Last night was stormy, with rare rumbles of thunder and flashes of lightning. Appropriately, I was listening to “Raymond Chandler Evening” in a live-stream concert by Robyn Hitchcock:

It’s a Raymond Chandler Evening
And the pavements are all wet
And I’m lurking in the shadows
‘Cause it hasn’t happened yet

That took me to the BBC radio adaptations of Chandler that I’ve been meaning to try, as a break from the Three Pines adaptation of The Cruellest Month. I’m re-reading Penny’s novel while drafting a section of a chapter, and I like the book a lot. The adaptation, conversely, is both loose and awkward despite its good intentions. More about this on April 1, as well as some Eliot and Chaucer. Writers greet spring, and April, in different moods.

The mood in noir begins and ends in cynical disillusion. I can’t think of many Canadian women writers who have created noir novels, with the exception of the versatile, Vancouver-based Silvia Moreno-Garcia and Untamed Shore. It has all the emphasis on weather and place, bored rich people, and simmering intrigue of the genre. The Big Sleep is my favourite of the Chandler film adaptations, unless we count Double Indemnity; Chandler worked on the screenplay, based on James M. Cain’s novel, alongside Billy Wilder.

Toby Stephens is a credible Marlowe, and American, in the BBC radio version. A lot of the narration and dialogue is verbatim, and the quips rain down, but there’s some excision of bluer passages. We get the General’s line about orchids being too akin to the flesh of men, but we don’t hear his cruder follow-up observation that “their perfume has the rotten sweetness of a prostitute.”

This judicious editing is in line with Chandler’s own challenge, of adapting two short stories into a novel. The screenwriters (who included William Faulkner!) had to shape his story as well, into a film that would pass muster with censors during the Hays Code era. According to a BBC piece, “there were various scandals that Marlowe uncovers that had to be fudged to get past the censors: gay relationships and pornography are alluded to in the vaguest possible terms.”

The same article goes on to note that this is a famously confusing plot, with Bogart and Bacall’s chemistry carrying rapturous viewers past the gaps in storytelling. Sticking to Marlowe’s limited perspective, when he’s so frequently in the dark, creates further challenges. There’s also an unexplained death–murder or suicide? Beats moi, said Chandler, when Howard Hawks made inquiries.
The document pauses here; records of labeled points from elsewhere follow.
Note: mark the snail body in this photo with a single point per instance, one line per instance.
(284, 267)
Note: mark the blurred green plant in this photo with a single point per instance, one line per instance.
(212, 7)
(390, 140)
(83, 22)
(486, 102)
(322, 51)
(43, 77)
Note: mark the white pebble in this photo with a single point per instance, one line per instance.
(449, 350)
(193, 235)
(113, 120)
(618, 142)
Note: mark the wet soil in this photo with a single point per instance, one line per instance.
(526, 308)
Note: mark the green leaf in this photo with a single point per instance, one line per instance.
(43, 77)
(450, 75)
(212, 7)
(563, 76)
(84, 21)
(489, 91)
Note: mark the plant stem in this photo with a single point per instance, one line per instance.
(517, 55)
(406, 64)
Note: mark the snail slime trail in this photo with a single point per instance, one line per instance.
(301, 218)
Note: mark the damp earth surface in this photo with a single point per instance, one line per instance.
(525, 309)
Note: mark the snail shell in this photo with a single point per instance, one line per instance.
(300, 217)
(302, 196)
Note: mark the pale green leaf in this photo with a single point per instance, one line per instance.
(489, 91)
As always in Chandler, the women are thinly sketched in, with emphasis on their obvious charms. A bookstore employee “got up slowly and swayed towards me in a tight black dress that didn’t reflect any light. She had long thighs and she walked with a certain something I hadn’t often seen in bookstores.”

Scottish writer Denise Mina penned a terrific piece on her own work, following in Chandler’s problematic noir footsteps. She condemns “his liberal use of racial slurs, his portrayal of people of color and homosexuals as grotesque caricatures and the fact that his work is suffused with misogyny. It takes a strong stomach to read a story in which a woman needs a slap to calm her down.” But she points out that he can’t just be dismissed, either. And there are interesting ways to take his tropes and revise them, from a female and even feminist perspective.
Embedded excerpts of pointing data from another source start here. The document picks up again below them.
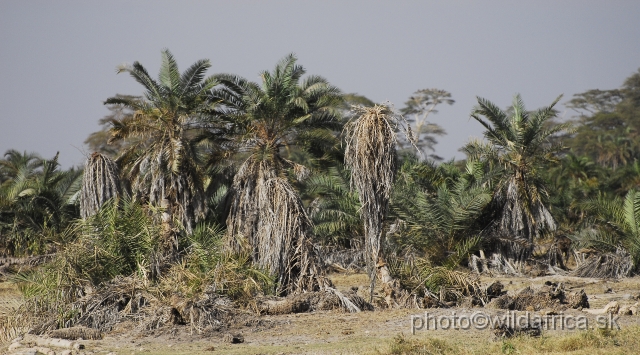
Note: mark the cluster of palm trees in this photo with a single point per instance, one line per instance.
(286, 165)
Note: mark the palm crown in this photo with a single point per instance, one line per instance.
(163, 129)
(518, 144)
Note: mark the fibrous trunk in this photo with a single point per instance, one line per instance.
(268, 220)
(100, 183)
(371, 156)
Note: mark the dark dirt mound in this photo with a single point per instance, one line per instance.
(550, 296)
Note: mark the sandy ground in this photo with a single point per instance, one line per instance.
(334, 332)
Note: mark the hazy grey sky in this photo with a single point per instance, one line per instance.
(58, 58)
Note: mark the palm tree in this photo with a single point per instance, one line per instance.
(162, 160)
(37, 203)
(437, 220)
(267, 218)
(617, 223)
(100, 183)
(518, 145)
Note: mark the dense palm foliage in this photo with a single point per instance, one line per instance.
(518, 144)
(224, 185)
(285, 111)
(162, 163)
(37, 203)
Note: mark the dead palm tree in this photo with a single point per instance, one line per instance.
(267, 218)
(100, 183)
(371, 156)
(162, 158)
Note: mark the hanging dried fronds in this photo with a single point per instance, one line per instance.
(268, 220)
(100, 183)
(370, 153)
(606, 265)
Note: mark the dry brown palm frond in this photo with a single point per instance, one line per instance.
(370, 154)
(606, 265)
(100, 183)
(268, 218)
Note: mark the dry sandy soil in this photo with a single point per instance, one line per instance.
(335, 332)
The dated stereotypes, though, can make roles challenging to play. How much parody to inject? While the actor playing the giggly Carmen is more coy than required, the other performers in the BBC adaptation demonstrate some restraint. This is a brisk radio-play take on the novel, and it mostly works.
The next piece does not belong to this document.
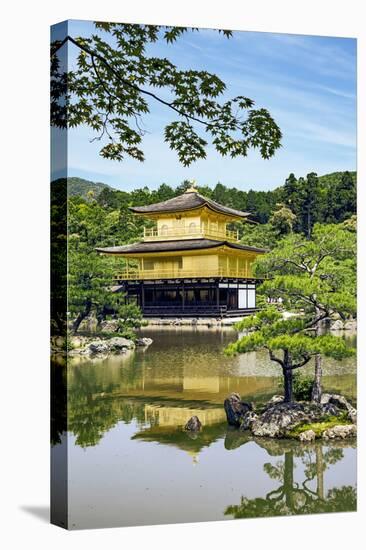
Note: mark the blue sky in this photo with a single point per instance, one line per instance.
(308, 83)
I’ve been quietly pursuing a scheme to adorn Victoria with more historical plaques, and one of my nominees is Chandler. He spent time here, improbably, when he joined the Canadian Overseas Forces to fight on behalf of Britain. He became a member of the Highlanders, “one of the ‘picturesque kiltie regiments’”, and did his basic training at Willows near the beach and then-fairgrounds. In Europe he saw front line action, was promoted to sergeant, and suffered a concussion from a mortar shell. Then he survived two bouts of Spanish Flu. He was ultimately discharged in early 1919 in Vancouver, and made his way back to San Francisco via Victoria.

“If I called Victoria dull [in a preceding letter], it was in my time dullish as an English town would be on a Sunday, everything shut up, churchy atmosphere and so on. I did not mean to call the people dull. Knew some very nice ones.” Alas, we don’t seem to have inspired any of his fiction. Nice people generally don’t beguile writers.